Le juge capverdien, Ricardo Claúdio Monteiro Gonçalves a été porté lundi à la tête de la Cour de justice de la Communauté Economique des Etats de l’Afrique de l’Ouest (CEDEAO) pour un mandat de deux ans, a indiqué lundi l’organisation régionale
Le magistrat cap-verdien a été désigné par un Collège de cinq juges en remplacement du Ghanéen Edward Amoako Asante, qui a dirigé la Cour pendant six ans, a annoncé la division de la communication de cette juridiction communautaire.
Le Collège des cinq juges a en même temps procédé à la désignation du juge sierra-léonais Sengu Mohamed Koroma, vice-président de la Cour de justice de la CEDEAO.
Le nouveau président de la Cour de justice a souligné l’importance du mandat confié à cette juridiction par les textes de la CEDEAO, insistant sur la nécessité de maintenir la mission de l’institution en tant que Cour indépendante, fiable, efficace et accessible.
« Il a exprimé son engagement à favoriser un dialogue continu avec les autres institutions et agences de la CEDEAO, les États membres, les sociétés civiles, entre autres, tout en veillant à une gestion financière prudente des fonds de l’institution’’, a fait savoir la même source.
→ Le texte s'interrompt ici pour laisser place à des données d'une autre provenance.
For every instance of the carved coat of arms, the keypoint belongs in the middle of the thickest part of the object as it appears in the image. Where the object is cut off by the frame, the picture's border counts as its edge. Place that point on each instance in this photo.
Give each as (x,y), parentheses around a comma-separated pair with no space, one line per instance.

La Cour de justice de la Communauté ouest- africaine a été créée conformément aux dispositions des articles 6 et 15 du Traité révisé de la CEDEAO de 1993 en tant que principal organe judiciaire de la Communauté.
La Cour est composée de cinq (5) juges indépendants, des personnes de haute moralité, nommés par la Conférence des Chefs d’Etat, parmi les ressortissants des Etats membres, pour un mandat de quatre ans non renouvelable, sur recommandation du Conseil judiciaire de la Communauté.